There is no utility in saving the emesis in upper GI bleed. With a ruptured varix, bleeding ulcer, or hemorrhagic gastritis, there will be an uncertain volume of blood in the intestine that is moving through the digestive tract. Emesis is therefore an inaccurate way to estimate blood loss. Vital signs, physical exam, and to some extent lab values will determine the need for blood transfusion.

Complicating things is that the patient's varices most often result from liver damage. Since the liver makes clotting factors, liver damage will also produce a coagulopathy, which makes the bleeding much more difficult to control. Continued bleeding can be assumed.

'zilla

Posted

In 34 years, I don't believe I've ever treated this, let alone transporting the emesis.

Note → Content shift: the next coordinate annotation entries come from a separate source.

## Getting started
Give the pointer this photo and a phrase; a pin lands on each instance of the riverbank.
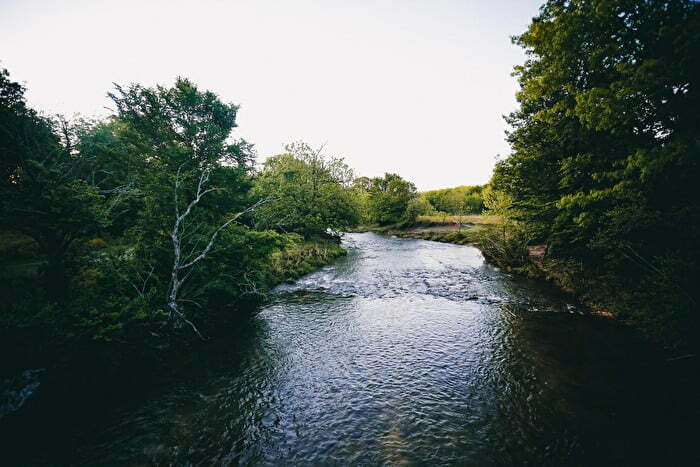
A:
(54, 389)
(598, 293)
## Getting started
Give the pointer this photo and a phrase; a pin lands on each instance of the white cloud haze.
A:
(412, 87)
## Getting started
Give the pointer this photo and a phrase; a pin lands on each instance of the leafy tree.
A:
(388, 199)
(43, 193)
(605, 142)
(456, 201)
(195, 180)
(309, 193)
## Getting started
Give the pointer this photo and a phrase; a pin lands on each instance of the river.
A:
(409, 352)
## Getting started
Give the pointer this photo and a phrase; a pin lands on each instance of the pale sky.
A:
(412, 87)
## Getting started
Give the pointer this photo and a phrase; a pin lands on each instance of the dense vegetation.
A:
(458, 201)
(604, 168)
(150, 225)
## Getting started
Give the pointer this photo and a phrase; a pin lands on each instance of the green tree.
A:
(43, 192)
(605, 142)
(388, 199)
(308, 193)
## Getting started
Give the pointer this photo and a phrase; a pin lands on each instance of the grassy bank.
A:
(460, 230)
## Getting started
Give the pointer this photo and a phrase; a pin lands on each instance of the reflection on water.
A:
(407, 352)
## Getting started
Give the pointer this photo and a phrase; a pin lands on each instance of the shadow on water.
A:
(411, 352)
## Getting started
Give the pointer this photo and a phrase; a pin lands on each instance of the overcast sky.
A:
(412, 87)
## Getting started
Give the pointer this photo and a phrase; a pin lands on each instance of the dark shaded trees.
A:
(605, 146)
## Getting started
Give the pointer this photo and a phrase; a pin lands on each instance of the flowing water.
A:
(407, 352)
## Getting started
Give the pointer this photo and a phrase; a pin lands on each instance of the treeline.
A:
(605, 153)
(155, 223)
(461, 200)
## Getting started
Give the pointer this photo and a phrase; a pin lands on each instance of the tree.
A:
(195, 180)
(309, 192)
(389, 198)
(605, 144)
(43, 192)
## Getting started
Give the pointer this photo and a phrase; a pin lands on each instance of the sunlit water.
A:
(407, 352)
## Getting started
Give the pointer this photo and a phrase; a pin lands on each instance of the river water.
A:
(409, 352)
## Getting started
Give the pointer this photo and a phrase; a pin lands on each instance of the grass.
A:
(477, 219)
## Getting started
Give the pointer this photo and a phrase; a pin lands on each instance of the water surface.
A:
(407, 352)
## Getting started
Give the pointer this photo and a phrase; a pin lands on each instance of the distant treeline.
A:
(456, 201)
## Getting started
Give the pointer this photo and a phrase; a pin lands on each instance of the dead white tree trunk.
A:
(184, 265)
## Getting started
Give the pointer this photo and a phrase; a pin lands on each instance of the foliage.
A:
(606, 144)
(308, 193)
(388, 199)
(456, 201)
(95, 214)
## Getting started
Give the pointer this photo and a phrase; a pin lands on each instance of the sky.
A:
(416, 88)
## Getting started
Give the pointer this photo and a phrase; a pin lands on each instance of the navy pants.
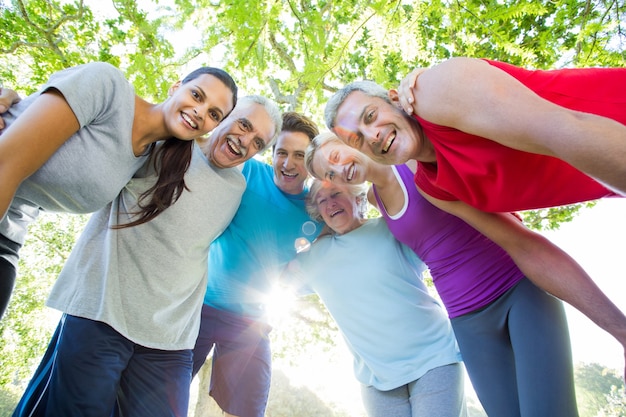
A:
(91, 370)
(518, 356)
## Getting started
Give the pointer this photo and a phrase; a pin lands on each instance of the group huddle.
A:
(189, 233)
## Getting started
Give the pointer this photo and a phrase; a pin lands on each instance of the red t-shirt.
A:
(493, 177)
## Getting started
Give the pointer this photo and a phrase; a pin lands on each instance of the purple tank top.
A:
(469, 270)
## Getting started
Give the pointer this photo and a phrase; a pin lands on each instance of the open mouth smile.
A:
(350, 172)
(189, 120)
(233, 146)
(388, 143)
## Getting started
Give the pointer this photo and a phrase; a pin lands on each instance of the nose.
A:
(288, 163)
(371, 135)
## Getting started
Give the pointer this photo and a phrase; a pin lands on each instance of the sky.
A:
(595, 239)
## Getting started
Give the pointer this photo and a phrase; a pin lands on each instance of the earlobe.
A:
(394, 97)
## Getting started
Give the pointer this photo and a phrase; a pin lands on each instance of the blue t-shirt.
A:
(246, 260)
(371, 285)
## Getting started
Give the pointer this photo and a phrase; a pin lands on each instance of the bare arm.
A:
(8, 98)
(30, 141)
(545, 264)
(473, 96)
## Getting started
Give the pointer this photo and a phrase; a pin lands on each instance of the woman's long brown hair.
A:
(171, 161)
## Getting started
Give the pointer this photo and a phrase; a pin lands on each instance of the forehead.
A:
(261, 122)
(215, 90)
(292, 141)
(326, 190)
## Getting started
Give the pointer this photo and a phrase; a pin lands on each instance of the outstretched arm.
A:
(545, 264)
(470, 95)
(30, 141)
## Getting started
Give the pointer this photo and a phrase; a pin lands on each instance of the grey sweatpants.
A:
(438, 393)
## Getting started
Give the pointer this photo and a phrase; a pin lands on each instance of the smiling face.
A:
(336, 162)
(197, 106)
(288, 161)
(244, 133)
(339, 209)
(378, 129)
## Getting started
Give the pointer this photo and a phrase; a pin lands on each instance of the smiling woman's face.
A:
(336, 162)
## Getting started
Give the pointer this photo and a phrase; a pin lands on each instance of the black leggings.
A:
(8, 250)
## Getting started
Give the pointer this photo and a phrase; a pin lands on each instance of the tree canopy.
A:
(299, 52)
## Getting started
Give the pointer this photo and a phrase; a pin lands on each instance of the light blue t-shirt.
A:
(247, 259)
(371, 285)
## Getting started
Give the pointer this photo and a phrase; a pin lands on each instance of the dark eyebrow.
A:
(245, 124)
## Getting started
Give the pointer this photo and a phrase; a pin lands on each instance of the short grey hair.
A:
(355, 190)
(273, 112)
(317, 142)
(369, 88)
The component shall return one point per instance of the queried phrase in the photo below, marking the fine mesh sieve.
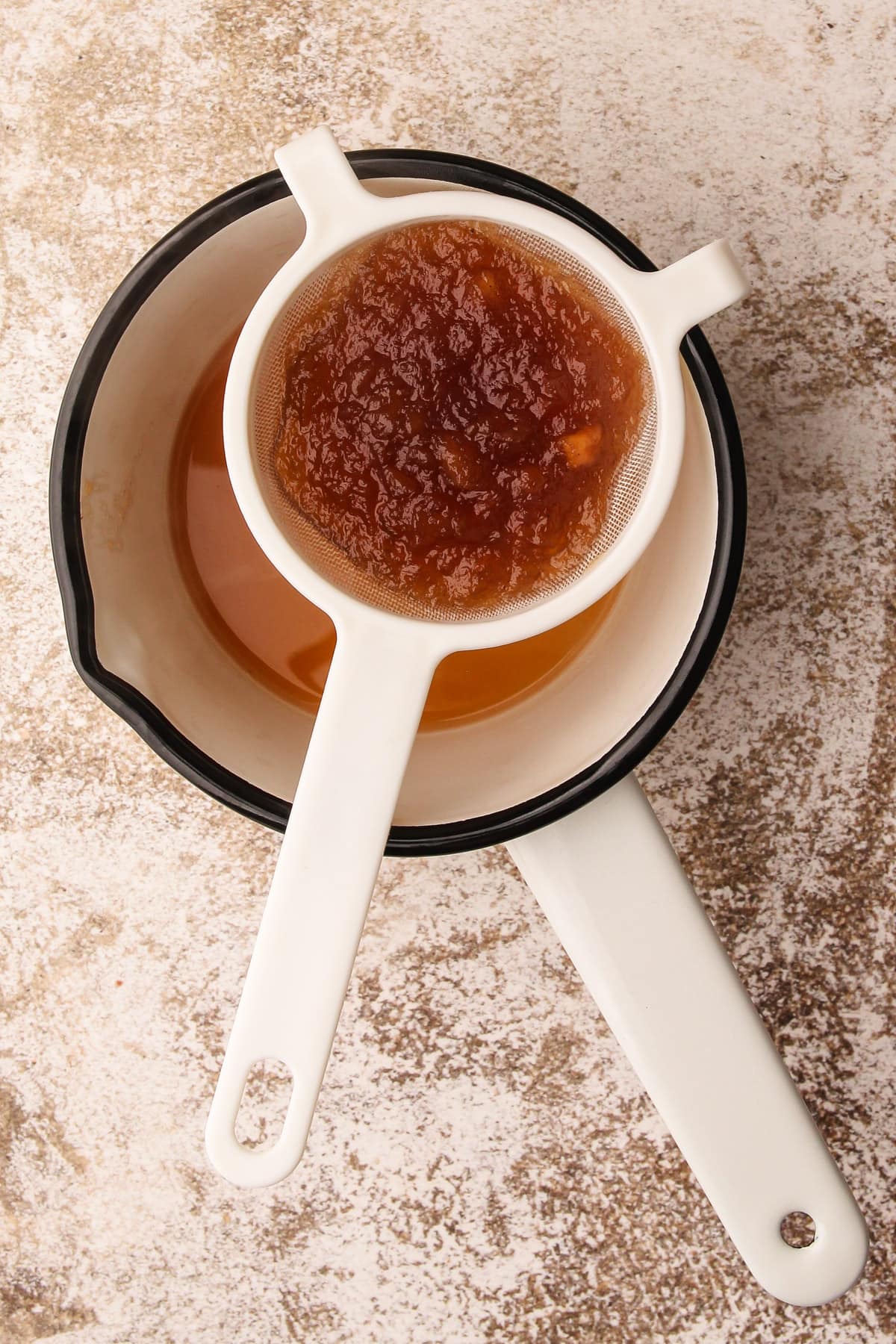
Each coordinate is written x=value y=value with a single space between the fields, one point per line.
x=326 y=285
x=388 y=647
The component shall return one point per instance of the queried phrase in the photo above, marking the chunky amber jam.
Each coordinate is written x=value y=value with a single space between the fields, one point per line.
x=454 y=414
x=273 y=632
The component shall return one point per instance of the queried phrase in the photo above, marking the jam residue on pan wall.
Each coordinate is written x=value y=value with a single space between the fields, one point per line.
x=454 y=414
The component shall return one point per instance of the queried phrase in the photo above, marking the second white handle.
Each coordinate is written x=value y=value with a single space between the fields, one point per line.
x=626 y=914
x=321 y=889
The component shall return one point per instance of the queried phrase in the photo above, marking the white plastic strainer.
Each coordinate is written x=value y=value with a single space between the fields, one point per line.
x=388 y=647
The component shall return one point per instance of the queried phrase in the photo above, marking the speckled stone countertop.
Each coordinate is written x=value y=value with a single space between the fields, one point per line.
x=484 y=1164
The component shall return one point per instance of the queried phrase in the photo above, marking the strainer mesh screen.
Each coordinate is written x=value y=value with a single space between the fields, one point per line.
x=326 y=557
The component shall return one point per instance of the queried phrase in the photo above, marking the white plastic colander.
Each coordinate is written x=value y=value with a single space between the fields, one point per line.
x=388 y=645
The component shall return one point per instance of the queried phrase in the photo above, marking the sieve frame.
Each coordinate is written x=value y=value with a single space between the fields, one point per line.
x=163 y=735
x=339 y=217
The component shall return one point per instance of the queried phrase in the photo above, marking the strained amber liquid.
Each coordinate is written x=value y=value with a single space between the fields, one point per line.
x=277 y=635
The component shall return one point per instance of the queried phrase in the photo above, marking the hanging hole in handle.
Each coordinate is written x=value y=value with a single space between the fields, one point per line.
x=262 y=1109
x=798 y=1229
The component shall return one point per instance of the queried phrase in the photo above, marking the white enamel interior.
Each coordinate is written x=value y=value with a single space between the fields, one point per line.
x=149 y=633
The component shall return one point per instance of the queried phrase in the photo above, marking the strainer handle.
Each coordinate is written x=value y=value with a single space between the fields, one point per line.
x=326 y=873
x=327 y=190
x=622 y=907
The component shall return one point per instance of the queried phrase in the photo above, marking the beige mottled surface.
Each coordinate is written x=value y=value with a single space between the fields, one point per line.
x=484 y=1166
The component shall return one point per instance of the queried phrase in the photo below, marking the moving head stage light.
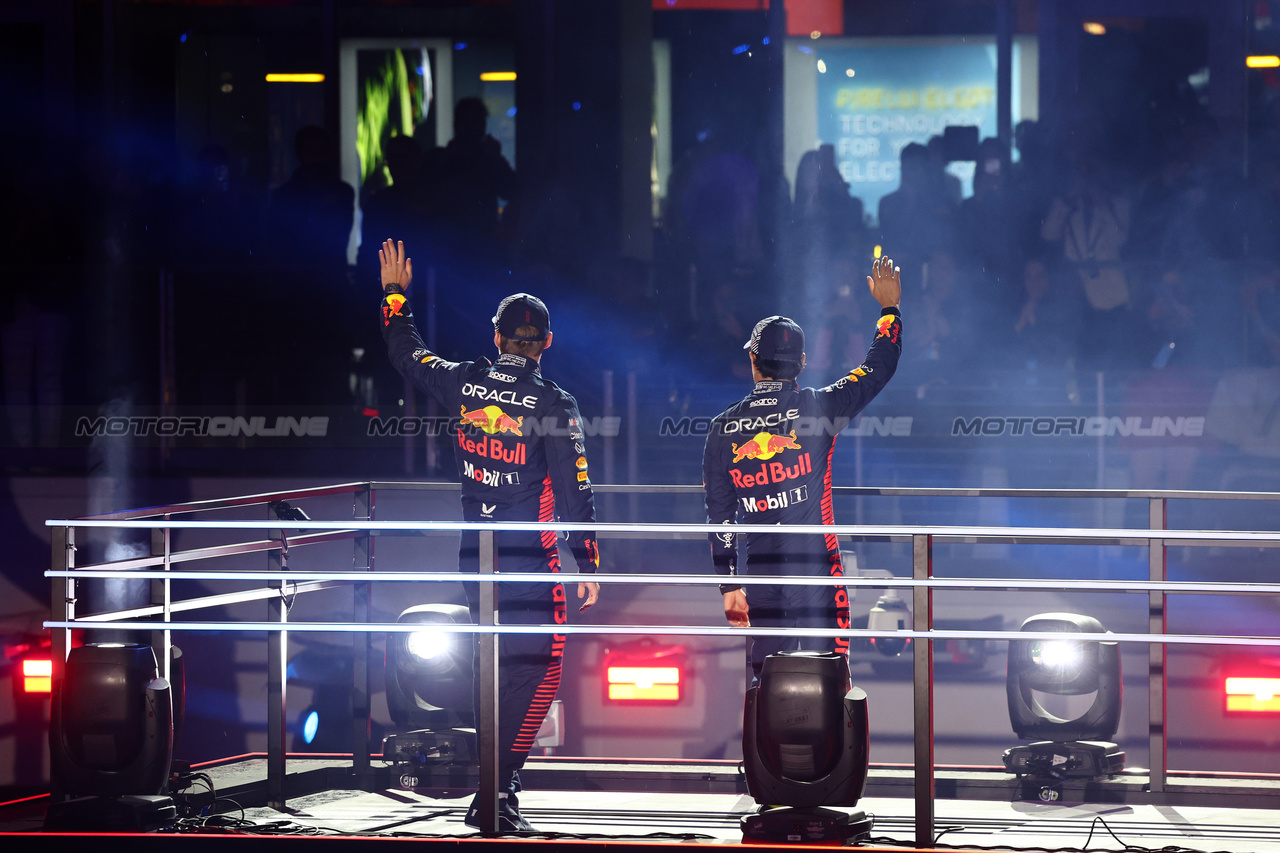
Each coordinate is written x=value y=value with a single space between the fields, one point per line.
x=804 y=747
x=1077 y=748
x=110 y=740
x=429 y=684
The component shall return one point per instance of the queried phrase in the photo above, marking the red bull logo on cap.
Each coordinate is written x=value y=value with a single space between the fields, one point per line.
x=764 y=446
x=887 y=327
x=493 y=420
x=394 y=302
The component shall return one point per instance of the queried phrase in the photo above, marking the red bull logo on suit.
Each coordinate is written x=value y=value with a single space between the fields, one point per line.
x=492 y=419
x=764 y=446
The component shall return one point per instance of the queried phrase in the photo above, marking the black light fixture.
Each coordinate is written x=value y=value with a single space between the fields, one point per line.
x=1065 y=748
x=429 y=693
x=804 y=748
x=110 y=740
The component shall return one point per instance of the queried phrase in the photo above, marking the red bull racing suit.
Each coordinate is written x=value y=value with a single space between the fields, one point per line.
x=768 y=461
x=517 y=439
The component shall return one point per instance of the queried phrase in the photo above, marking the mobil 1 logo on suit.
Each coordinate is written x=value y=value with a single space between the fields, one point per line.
x=777 y=501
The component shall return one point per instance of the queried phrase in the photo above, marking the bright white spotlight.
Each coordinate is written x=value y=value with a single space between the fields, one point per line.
x=428 y=644
x=1057 y=655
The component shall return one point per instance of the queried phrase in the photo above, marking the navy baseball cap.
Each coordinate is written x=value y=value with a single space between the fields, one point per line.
x=777 y=338
x=522 y=309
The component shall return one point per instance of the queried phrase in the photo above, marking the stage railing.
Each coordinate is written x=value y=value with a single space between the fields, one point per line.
x=283 y=584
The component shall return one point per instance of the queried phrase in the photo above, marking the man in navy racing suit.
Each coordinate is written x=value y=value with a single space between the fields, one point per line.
x=519 y=446
x=768 y=461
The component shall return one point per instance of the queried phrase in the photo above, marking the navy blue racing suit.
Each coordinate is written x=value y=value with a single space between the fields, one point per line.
x=768 y=461
x=519 y=446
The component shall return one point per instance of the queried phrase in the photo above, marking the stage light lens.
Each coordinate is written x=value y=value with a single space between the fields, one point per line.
x=428 y=644
x=1056 y=655
x=310 y=726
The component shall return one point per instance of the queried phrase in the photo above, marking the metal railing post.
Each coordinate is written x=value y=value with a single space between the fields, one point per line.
x=1157 y=653
x=922 y=669
x=361 y=646
x=487 y=715
x=277 y=661
x=63 y=607
x=161 y=546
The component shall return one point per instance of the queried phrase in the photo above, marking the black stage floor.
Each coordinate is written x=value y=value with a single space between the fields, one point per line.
x=653 y=804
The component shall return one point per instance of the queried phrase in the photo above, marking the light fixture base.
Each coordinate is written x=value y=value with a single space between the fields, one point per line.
x=1065 y=760
x=786 y=825
x=430 y=761
x=132 y=813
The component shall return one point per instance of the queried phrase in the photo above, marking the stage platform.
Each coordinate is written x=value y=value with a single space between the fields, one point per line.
x=652 y=804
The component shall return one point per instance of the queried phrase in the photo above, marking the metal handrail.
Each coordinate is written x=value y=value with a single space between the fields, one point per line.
x=923 y=537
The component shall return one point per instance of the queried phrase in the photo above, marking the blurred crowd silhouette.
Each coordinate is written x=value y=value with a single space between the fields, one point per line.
x=1065 y=255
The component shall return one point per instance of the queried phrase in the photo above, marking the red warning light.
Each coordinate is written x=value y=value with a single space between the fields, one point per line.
x=37 y=675
x=644 y=683
x=1252 y=696
x=644 y=673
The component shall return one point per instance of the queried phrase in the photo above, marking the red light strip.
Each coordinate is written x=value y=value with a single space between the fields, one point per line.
x=643 y=683
x=1253 y=696
x=37 y=675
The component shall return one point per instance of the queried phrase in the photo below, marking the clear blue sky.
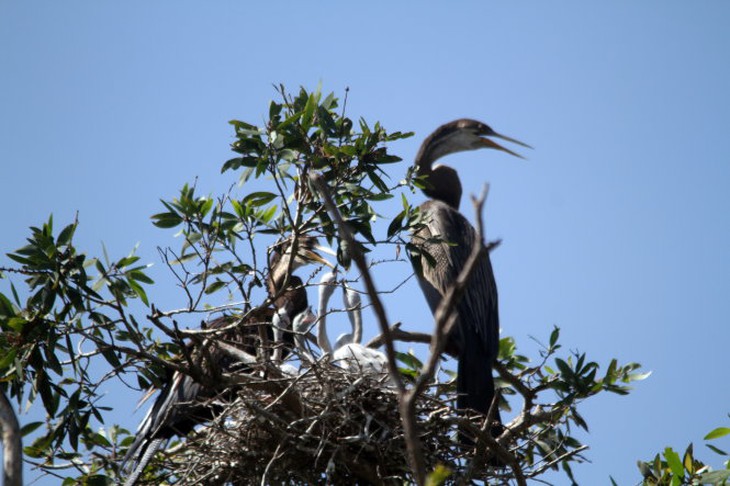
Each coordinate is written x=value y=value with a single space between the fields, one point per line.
x=617 y=229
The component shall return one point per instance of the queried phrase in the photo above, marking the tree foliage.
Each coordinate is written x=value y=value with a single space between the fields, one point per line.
x=75 y=326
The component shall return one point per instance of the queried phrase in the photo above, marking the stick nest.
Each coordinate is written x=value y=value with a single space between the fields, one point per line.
x=325 y=425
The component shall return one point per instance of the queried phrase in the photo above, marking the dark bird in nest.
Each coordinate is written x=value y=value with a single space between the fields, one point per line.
x=180 y=406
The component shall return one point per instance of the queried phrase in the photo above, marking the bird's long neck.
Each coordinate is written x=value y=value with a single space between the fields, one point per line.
x=442 y=182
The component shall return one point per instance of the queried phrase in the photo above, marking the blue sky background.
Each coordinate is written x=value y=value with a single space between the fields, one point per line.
x=616 y=229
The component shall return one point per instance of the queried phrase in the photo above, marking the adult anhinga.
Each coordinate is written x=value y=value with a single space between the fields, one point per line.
x=474 y=339
x=178 y=408
x=348 y=352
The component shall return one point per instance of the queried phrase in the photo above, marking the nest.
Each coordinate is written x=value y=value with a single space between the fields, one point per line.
x=325 y=425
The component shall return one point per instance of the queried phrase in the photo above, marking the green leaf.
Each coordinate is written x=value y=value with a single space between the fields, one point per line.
x=715 y=477
x=166 y=220
x=717 y=433
x=217 y=285
x=29 y=428
x=137 y=288
x=716 y=450
x=66 y=235
x=259 y=198
x=438 y=476
x=397 y=224
x=8 y=359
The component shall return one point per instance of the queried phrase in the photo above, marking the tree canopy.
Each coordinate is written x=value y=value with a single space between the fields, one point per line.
x=75 y=326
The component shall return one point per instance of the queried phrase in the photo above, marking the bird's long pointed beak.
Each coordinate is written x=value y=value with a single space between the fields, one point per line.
x=492 y=144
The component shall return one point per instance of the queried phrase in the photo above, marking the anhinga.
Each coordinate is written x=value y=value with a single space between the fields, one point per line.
x=474 y=339
x=178 y=408
x=348 y=352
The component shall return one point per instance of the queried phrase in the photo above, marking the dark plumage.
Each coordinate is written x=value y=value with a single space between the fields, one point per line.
x=474 y=339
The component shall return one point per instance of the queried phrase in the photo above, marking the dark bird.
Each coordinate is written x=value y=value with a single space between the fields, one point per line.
x=474 y=339
x=181 y=406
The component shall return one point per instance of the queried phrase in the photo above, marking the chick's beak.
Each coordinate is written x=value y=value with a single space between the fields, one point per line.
x=313 y=256
x=489 y=143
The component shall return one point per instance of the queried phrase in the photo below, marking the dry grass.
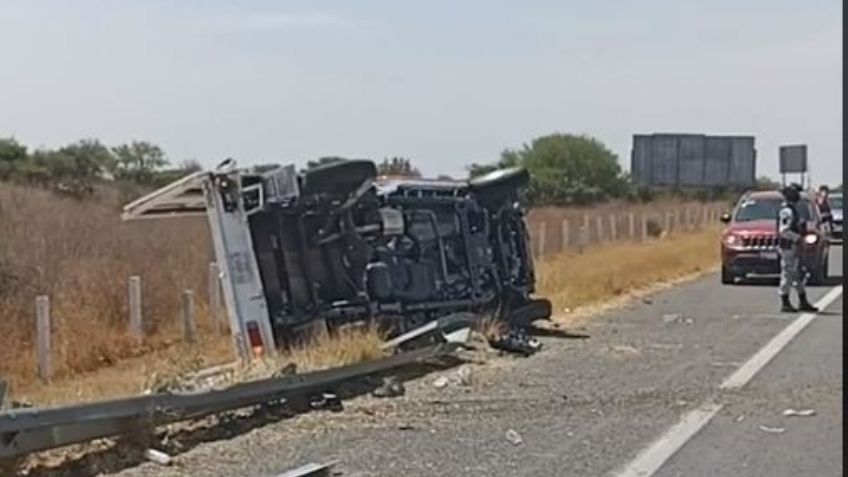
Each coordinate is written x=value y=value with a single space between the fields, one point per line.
x=571 y=280
x=81 y=254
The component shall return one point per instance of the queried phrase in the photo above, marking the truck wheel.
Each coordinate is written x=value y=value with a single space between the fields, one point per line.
x=499 y=184
x=727 y=277
x=340 y=177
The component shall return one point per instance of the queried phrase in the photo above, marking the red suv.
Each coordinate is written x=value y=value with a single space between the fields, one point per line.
x=749 y=243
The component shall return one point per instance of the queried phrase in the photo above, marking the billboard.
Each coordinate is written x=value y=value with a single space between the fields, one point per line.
x=793 y=159
x=664 y=159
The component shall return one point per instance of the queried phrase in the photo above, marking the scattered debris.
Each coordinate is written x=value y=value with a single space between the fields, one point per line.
x=391 y=387
x=677 y=319
x=513 y=437
x=516 y=341
x=801 y=413
x=158 y=457
x=464 y=376
x=312 y=469
x=327 y=401
x=725 y=364
x=287 y=370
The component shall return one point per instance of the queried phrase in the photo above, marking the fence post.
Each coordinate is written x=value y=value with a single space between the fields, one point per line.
x=542 y=233
x=42 y=332
x=189 y=325
x=566 y=237
x=599 y=228
x=613 y=227
x=134 y=305
x=215 y=296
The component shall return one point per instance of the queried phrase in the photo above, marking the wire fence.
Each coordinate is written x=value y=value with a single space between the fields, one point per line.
x=580 y=229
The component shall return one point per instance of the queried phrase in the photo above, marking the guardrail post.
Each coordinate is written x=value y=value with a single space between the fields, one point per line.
x=189 y=325
x=134 y=305
x=215 y=297
x=42 y=331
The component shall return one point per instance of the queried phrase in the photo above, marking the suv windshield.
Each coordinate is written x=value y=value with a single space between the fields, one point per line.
x=766 y=209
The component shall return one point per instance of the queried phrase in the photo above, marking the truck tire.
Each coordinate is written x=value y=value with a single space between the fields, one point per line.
x=339 y=177
x=499 y=184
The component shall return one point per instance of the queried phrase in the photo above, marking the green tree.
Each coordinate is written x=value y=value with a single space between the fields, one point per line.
x=12 y=156
x=397 y=166
x=565 y=169
x=139 y=161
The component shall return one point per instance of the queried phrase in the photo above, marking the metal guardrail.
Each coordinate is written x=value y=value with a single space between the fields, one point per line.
x=23 y=431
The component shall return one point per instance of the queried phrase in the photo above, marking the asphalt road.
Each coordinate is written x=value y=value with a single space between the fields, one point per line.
x=643 y=396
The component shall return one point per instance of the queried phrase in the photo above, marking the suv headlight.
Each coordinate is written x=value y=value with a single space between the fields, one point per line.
x=732 y=239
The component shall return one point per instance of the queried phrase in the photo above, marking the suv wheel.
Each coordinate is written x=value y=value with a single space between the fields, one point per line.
x=727 y=277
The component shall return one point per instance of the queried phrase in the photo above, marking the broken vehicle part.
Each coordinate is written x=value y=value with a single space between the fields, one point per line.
x=337 y=244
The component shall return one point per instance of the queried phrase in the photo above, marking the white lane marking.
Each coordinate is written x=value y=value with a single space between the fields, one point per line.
x=747 y=371
x=654 y=456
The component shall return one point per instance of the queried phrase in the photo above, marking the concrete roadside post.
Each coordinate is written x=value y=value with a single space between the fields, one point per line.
x=566 y=237
x=189 y=325
x=542 y=232
x=134 y=305
x=42 y=332
x=613 y=227
x=599 y=228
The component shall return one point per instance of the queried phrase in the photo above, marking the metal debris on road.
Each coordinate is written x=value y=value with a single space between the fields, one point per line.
x=516 y=341
x=391 y=387
x=801 y=413
x=676 y=318
x=513 y=437
x=311 y=470
x=158 y=457
x=464 y=376
x=327 y=401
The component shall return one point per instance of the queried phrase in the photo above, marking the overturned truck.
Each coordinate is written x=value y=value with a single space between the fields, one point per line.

Would I be correct, that it could be checked with a sonogram unit, after arrival at the ED?

Posted
In 34 years, I don't believe I've ever treated this, let alone transporting the emesis.

Would I be correct, that it could be checked with a sonogram unit, after arrival at the ED?

No. The ultrasound can detect intraperitoneal blood, but not hemorrhage into the GI tract.

'zilla

Posted
I thought these patients do not do well and usually die.

Usually these patients have other associated complications as well. I have to admit within the recent years the morbidity I believe has declined quite a bit, but still is not very good ( I don't have the complete data).

I come from the days of taking care of these folks with the "big Bertha Blakemore" esophageal tube. From what I recall many if they survived the initial bleed also presented with DIC shortly thereafter.

Definitely a "messy" and dangerous presentation.